Food intake and energy expenditure (EE) were studied in five cyclists during the 22-day race of the Tour de France. The course is about 4000 km including 30 mountain passages (up to 2700 m altitude) and can be considered as one of the most strenuous endurance endeavors. Nutritional intake was calculated from daily food records. EE was estimated from sleeping time and the low activity period. EE during cycling was predicted based on detailed information.

Mean energy intake (EI) was 24.7 MJ with a highest mean daily EI of 32.4 MJ. Mean EE was 25.4 MJ with a highest mean daily EE of 32.7 MJ. Relative contribution of protein, CHO, and fat was 15,62, and 23 En% resp. 49% of EI was taken during the race resulting in a CHO intake of 94 g·h-1 representing 69 en%. It is questioned whether this amount of CHO is optimal in relation to CHO oxidation and performance.

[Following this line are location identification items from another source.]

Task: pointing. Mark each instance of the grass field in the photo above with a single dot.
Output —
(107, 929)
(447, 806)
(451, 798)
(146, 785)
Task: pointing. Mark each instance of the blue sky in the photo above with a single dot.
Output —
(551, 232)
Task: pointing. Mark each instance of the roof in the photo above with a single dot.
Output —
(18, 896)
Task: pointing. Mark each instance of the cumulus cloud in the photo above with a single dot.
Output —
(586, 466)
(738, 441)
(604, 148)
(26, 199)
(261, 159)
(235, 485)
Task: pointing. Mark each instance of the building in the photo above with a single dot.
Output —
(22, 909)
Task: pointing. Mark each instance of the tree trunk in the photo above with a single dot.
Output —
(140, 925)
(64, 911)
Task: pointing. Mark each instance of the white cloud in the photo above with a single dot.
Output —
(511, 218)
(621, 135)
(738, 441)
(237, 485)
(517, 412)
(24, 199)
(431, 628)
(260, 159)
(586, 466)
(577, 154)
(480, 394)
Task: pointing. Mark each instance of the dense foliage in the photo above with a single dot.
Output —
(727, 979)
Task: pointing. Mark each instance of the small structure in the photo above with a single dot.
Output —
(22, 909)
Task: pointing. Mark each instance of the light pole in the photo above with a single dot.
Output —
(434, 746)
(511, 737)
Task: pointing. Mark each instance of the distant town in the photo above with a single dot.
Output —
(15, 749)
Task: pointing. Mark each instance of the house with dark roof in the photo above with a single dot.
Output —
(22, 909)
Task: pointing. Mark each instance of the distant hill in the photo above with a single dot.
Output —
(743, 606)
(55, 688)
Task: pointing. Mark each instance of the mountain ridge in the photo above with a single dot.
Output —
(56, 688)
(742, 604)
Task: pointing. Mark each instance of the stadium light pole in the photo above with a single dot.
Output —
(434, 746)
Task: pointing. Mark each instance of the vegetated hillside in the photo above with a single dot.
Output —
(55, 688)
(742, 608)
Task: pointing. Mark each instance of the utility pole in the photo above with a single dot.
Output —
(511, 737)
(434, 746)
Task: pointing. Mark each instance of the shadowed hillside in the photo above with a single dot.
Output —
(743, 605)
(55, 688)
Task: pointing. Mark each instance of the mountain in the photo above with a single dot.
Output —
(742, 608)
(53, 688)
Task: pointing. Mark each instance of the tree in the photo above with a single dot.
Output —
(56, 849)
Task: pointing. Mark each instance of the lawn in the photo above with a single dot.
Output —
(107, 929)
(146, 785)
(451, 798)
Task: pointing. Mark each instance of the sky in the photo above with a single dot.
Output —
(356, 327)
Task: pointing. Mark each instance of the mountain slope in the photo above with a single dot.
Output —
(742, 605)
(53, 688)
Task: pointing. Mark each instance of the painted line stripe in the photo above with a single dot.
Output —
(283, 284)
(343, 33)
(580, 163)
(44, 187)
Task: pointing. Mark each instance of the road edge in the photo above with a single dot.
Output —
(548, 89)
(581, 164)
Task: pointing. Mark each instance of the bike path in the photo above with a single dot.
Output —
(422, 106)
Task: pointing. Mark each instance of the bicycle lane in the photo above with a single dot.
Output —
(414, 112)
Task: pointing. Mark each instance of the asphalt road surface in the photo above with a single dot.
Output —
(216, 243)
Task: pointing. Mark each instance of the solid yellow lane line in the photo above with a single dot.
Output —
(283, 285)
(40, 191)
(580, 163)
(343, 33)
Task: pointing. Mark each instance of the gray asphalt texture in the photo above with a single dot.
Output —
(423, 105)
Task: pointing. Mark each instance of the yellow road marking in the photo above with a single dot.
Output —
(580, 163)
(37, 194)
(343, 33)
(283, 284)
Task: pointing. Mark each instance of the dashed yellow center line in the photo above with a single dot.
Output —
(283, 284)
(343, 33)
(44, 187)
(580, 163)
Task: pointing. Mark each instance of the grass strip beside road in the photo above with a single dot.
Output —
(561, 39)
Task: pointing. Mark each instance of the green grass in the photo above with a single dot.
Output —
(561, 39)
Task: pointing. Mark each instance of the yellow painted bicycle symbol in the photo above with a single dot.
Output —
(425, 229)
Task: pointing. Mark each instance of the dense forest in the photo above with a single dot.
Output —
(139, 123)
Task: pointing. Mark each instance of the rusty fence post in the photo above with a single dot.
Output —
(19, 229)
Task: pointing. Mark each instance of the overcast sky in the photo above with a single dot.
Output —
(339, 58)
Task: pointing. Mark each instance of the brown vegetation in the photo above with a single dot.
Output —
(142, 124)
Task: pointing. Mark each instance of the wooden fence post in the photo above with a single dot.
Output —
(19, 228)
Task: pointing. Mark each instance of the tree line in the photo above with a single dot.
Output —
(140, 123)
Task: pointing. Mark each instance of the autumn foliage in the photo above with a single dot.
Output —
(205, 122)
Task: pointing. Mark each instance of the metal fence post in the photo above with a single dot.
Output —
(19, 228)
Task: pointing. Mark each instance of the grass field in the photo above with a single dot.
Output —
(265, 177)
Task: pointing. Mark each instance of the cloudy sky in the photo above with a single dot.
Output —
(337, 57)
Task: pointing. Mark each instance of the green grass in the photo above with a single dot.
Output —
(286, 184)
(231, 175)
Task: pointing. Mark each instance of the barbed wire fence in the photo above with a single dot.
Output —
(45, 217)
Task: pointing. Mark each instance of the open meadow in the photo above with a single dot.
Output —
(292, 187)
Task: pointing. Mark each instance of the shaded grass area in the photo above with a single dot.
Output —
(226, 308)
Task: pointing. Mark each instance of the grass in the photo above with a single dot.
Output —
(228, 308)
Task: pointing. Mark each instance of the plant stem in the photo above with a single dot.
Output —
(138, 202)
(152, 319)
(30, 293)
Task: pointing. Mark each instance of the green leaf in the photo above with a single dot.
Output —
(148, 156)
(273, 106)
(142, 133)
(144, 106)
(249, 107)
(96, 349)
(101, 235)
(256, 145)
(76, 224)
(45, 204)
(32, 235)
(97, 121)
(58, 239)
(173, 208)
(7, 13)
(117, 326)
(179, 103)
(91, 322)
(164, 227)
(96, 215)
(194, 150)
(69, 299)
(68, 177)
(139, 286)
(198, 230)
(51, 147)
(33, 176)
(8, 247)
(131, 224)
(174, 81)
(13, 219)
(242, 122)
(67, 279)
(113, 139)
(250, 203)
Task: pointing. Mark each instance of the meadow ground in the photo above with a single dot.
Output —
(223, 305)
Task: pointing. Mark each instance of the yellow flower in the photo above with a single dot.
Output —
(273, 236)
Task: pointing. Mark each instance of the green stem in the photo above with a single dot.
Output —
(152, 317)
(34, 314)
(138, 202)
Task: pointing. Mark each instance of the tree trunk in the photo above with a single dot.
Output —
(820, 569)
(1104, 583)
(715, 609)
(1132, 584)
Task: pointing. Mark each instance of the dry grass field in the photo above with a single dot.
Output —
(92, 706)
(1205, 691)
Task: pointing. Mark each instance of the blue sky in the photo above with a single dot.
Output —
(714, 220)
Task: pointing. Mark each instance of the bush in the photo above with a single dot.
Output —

About 30% from CHO intake came from CHO-rich liquids. High EI resulted in high Ca and Fe intake. For vitamins, especially B1, this relation was not found. Vitamin B1 nutrient density dropped to 0.25 mg/4.2 MJ during the race caused by a large intake of refined CHO-rich food items. However, vitamin supplementation was high. Daily water intake was 6.71 with extremes up to 11.81. Therefore, the strategy of intake of large quantities of CHO-rich liquids seems to be the appropriate answer to maintain energy and fluid balance under these extreme conditions.